Les Tutsi sont entrés dans la région après 1550. Même si les droits de propriété des Batwa sur les forêts montagneuses ont été reconnus, ils ont été considérés par les Tutsi comme des servants de la cour du Roi. Aux alentours de l'année 1750, les clans Hutu ont commencé à s'établir dans la région, et depuis 1830, les Tutsi ont essayé de consolider un gouvernement plus direct du territoire, ce qui entraîna un conflit entre les deux groupes. Les Batwa ont joué un rôle important lors de ces conflits; les Tutsi n'auraient pas pu s'établir ou conserver cette région comme faisant partie du royaume sans le soutien des archers Batwa. Quelques Batwa réussirent à s'établir dans des positions de pouvoir et réclamèrent le tribut des Hutu environnants mais la plupart payait sont tribut aux rois Tutsi en leur amenant de l'ivoire, des peaux d'animaux, de la viande. Tout au long de cette période (et jusqu'à leur expulsion forcée des forêts en 1991 par les conservationistes) les Batwa ont également échangé de la viande, du miel et autres produits forestiers, contre d'autres produits des communautés voisines.

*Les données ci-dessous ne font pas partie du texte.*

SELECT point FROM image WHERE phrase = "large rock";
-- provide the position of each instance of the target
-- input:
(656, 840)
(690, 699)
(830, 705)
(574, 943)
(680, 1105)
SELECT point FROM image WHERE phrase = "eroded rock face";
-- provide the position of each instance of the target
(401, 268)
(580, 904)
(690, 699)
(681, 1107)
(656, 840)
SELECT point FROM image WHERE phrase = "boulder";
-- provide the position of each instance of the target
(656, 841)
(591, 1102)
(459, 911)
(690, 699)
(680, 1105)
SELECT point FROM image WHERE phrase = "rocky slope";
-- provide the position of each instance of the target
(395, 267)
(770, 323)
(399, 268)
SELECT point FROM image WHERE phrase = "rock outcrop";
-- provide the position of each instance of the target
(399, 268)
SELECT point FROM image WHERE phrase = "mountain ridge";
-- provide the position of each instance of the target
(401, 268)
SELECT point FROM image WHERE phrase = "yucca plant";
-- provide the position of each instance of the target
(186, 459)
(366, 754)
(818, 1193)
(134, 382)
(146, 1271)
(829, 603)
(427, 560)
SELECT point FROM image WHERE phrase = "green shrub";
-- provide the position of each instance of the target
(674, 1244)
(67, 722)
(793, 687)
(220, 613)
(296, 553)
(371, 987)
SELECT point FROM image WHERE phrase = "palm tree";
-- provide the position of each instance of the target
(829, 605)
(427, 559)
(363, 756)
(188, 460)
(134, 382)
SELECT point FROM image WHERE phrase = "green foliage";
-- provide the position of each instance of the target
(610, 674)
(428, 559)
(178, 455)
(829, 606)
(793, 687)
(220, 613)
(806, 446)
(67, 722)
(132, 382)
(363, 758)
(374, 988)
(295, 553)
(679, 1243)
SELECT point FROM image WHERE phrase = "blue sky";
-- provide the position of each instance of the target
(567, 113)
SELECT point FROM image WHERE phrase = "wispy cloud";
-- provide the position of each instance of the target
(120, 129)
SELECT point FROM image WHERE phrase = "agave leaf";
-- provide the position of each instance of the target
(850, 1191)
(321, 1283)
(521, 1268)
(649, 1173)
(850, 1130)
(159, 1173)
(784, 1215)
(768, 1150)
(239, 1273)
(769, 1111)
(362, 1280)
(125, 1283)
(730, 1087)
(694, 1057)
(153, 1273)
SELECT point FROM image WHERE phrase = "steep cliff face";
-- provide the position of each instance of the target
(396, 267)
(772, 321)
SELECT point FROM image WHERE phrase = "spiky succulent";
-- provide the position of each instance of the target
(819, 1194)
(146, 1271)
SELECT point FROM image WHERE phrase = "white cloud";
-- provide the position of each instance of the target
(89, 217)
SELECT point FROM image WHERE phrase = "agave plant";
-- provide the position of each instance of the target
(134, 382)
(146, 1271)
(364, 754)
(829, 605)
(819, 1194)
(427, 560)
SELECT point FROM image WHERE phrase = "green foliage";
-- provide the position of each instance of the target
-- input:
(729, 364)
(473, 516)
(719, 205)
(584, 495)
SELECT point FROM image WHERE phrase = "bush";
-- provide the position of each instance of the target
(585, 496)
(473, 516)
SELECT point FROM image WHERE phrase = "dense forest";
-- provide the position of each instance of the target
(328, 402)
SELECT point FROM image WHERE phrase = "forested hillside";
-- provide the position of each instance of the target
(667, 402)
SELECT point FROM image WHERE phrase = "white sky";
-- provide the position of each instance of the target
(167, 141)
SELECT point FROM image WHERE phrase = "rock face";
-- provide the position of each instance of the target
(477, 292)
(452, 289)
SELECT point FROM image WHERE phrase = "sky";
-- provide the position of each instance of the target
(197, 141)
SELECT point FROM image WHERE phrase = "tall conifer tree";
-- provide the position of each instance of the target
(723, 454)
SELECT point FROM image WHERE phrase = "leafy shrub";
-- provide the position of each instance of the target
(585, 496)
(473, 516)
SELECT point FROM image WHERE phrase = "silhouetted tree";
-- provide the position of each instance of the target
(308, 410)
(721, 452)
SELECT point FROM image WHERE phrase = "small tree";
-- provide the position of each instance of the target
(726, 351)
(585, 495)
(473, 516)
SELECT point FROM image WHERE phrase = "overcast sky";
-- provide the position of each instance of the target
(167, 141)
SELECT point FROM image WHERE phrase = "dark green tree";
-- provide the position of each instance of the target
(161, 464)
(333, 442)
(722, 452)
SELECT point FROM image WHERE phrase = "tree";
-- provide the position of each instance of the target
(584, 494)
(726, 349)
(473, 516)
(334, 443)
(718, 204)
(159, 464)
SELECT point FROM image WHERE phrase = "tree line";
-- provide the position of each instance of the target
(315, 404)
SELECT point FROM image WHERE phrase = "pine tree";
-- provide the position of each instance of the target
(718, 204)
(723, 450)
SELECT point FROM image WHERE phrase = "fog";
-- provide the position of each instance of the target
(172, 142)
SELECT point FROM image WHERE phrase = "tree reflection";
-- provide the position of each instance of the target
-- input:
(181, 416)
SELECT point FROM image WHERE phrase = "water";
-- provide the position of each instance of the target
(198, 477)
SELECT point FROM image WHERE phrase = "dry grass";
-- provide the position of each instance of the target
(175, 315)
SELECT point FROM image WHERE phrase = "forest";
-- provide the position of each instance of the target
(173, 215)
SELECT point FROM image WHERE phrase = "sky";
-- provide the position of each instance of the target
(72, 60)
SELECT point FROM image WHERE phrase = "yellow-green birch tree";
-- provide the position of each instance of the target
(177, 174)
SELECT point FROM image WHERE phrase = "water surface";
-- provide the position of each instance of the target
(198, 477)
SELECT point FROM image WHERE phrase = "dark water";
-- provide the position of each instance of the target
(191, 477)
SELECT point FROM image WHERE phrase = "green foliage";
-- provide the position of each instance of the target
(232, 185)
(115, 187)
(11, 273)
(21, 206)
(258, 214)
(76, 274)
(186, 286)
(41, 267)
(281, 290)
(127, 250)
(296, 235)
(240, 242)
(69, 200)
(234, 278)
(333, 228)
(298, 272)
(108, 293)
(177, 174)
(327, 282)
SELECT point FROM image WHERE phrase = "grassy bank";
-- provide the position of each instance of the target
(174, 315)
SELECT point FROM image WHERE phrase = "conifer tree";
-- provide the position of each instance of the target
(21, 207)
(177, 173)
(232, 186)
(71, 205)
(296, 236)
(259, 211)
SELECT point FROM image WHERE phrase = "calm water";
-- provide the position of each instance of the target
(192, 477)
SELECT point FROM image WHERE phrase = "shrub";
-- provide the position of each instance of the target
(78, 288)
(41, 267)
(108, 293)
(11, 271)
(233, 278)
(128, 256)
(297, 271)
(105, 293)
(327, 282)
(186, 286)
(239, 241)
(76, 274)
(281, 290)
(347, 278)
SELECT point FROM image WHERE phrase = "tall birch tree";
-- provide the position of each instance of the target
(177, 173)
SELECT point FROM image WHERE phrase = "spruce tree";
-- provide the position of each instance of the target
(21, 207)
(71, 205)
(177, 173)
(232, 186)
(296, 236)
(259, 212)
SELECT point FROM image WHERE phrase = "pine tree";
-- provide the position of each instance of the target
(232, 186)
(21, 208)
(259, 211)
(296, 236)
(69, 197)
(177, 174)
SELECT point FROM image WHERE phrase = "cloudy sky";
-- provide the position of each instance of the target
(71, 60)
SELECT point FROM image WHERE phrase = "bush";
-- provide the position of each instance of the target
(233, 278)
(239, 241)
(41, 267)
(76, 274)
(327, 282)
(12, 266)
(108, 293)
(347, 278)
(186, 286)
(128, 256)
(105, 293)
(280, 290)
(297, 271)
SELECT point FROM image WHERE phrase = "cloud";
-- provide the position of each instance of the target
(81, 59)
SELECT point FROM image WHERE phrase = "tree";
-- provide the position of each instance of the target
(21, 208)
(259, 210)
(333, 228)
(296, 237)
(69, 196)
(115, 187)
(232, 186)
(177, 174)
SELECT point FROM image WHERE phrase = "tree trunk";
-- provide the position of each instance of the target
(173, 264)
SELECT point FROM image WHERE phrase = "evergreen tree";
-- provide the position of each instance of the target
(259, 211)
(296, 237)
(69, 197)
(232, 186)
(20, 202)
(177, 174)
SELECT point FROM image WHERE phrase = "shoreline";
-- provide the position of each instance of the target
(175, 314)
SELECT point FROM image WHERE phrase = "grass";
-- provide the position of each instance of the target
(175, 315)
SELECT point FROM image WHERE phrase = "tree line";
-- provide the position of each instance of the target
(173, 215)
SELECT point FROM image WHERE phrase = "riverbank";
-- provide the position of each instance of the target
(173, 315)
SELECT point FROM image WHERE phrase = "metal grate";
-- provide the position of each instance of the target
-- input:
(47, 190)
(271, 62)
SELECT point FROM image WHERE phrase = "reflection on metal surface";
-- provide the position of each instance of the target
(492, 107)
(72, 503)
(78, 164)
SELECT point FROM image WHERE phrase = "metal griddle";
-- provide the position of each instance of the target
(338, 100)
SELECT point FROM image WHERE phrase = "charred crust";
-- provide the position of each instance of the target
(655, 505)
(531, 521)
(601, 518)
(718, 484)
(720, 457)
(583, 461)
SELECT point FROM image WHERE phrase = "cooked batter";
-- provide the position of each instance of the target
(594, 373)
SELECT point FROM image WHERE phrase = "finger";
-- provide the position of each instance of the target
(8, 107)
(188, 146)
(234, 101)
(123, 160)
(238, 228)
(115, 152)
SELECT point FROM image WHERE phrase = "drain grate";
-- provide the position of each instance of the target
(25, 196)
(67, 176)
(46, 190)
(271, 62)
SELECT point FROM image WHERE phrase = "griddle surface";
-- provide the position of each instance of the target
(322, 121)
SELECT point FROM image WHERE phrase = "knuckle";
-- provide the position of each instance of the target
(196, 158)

En 1991 ont été créés les Parcs nationaux de Bwindi et de Mgahinga qui sont à l'origine des grandes souffrances des Batwa et d'autres communautés locales voisines. En 1995, le Fonds de conservation était 100% opérationnel. Malgré la violation des droits et des territoires des Batwa que la création de ces parcs entraînait, elle a été financée par la Banque mondiale et le Fonds pour l'environnement mondial (GEF - Global Environment Facility) lesquels ont octroyé 4,3 millions de dollars pour aider à la gestion des ressources et à la conservation de la biodiversité dans les Parcs nationaux de Bwindi et de Mgahinga. Le Parc Bwindi s'étend sur 321 km2, tandis que la superficie du Mgahinga est de 33,7 km2. Ces deux parcs constituent des îles de forêt tropicale humide et de forêt de terres hautes à l'intérieur d'une région densément cultivée. Les Batwa constituent, de loin, le groupe le plus touché par la création de ces parcs, étant donné qu'ils n'ont plus accès aux ressources de la forêt. Leur participation à l'économie locale, sur la base des produits des forêts, a été anéantie et ils ont été réduits au rôle de travailleurs agricoles sans terre. Près de 20% des recettes des Parcs est affecté à leur gestion, 20% à la recherche, et 60% au développement des communautés locales. A la suite du développement d'une politique en faveur des peuples indigènes (tel qu'exigé par la Banque mondiale) et considérant l'impact dramatique de la création des Parcs nationaux sur les Batwa, une partie du budget du Fonds de développement communautaire a été affecté aux Batwa, en particulier à l'achat de petites parcelles de terre afin de les attribuer à des familles Batwa individuelles.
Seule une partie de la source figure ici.